Best Temperature for Sleep

Those who struggle with insomnia or falling asleep each night might benefit from something as simple as adjusting the thermostat before bed.

“When you go to sleep, your set point for body temperature—the temperature your brain is trying to achieve—goes down,” H. Craig Heller, Ph.D., professor of biology at Stanford University, told WebMD. “Think of it as the internal thermostat. If you are in a cooler room, it is easier for that to happen.”

On the flipside, if the temperature in your room is too warm, it will inhibit your ability to sleep. You’ll be wrestling with the desire to keep the covers on your cooling body and kick them off because it’s too hot.

Heller also says that Rapid Eye Movement is affected when the room is too hot. For optimum circadian rhythms, a more comfortable temperature is best. He recommends setting the thermostat between 65 and 72 degrees with 68 being the most common temperature for sleep.

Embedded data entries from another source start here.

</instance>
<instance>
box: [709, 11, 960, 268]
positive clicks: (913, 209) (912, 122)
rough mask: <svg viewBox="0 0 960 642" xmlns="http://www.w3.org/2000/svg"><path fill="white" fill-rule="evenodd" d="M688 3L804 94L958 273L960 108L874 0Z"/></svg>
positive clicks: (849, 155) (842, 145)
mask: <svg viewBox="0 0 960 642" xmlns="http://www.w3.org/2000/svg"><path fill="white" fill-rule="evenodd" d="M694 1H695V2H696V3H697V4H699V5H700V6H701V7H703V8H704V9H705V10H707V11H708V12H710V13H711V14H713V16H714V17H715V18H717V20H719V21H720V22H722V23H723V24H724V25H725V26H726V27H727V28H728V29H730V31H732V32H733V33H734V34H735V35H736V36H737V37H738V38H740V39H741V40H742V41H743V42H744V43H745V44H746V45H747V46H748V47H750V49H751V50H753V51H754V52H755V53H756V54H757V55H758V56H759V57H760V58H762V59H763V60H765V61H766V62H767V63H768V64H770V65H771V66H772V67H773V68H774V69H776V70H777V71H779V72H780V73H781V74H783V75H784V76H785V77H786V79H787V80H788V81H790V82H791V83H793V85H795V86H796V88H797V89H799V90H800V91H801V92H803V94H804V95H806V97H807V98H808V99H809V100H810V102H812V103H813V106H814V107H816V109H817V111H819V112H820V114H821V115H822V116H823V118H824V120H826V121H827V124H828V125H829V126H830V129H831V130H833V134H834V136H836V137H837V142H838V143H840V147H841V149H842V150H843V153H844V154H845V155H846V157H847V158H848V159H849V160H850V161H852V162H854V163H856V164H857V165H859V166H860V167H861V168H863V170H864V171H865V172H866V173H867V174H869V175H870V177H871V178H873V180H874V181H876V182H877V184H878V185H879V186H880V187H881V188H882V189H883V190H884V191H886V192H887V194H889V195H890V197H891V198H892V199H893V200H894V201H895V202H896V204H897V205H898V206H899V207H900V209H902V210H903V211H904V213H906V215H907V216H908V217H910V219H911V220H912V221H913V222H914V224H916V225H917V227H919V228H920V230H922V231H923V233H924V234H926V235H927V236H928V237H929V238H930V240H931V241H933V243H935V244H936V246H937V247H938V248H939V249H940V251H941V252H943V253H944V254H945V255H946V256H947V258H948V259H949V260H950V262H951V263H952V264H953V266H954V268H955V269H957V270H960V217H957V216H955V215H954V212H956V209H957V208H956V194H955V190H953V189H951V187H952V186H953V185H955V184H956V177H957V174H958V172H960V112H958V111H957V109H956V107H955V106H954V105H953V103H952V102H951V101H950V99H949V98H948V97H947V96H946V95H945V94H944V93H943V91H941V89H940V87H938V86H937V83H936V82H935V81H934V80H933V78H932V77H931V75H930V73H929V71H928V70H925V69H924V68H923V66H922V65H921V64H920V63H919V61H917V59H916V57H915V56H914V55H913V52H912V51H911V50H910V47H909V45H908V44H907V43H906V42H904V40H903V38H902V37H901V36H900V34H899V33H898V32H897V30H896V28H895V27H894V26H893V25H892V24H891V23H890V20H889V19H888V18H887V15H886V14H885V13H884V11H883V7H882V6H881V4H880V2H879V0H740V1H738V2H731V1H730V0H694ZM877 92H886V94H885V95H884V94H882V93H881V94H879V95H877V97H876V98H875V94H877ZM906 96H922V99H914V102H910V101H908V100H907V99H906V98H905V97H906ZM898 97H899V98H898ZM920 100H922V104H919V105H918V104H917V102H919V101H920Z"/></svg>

Best Temperature for Weight Loss

There’s also research to support that a certain temperature is best for weight loss. Your body’s metabolic rate is the rate at which you burn calories in a day. Body movement is a key part of boosting your metabolism and burning calories, and it shows that a cooler atmosphere can increase that.

The Atlantic reported on a study published in the journal of Trends in Endocrinology and Metabolism. Their findings revealed that “regular exposure to mild cold may provide a healthy and sustainable alternative strategy for increasing energy expenditure.” In other words, being slightly cold can help you lose weight.

Their findings showed that a person’s metabolic rate can increase by five times when they’re shivering. Of course, this is terribly uncomfortable, but setting the temperature somewhere between 64 and 67 degrees daily can contribute to weight loss.

There’s also evidence that mild coldness can reduce the risk of type 2 diabetes because it influences your glucose metabolism. All in all, it can contribute to significant weight loss.

Variable Temperatures for Overall Health

Overall, studies show that adjusting the temperature according to your activity is ideal for your health.

“It has previously been assumed that stable fixed indoor temperatures would satisfy comfort and health in most people,” says Wouter van Marken Lichtenbelt, a professor of Ecological Energetics and Health at Maastricht University in the Netherlands. He led and authored a study on fluctuations of indoor temperatures to find that adjusting the temperature accordingly improves general health.  

“However, this research indicates that mild cold and variable temperatures may have a positive effect on our health and at the same time are acceptable or even may create pleasure,” he says.

Setting a programmable thermostat so that it adjusts the temperature for sleep and wake times is a simple step with a hugely beneficial impact on your health.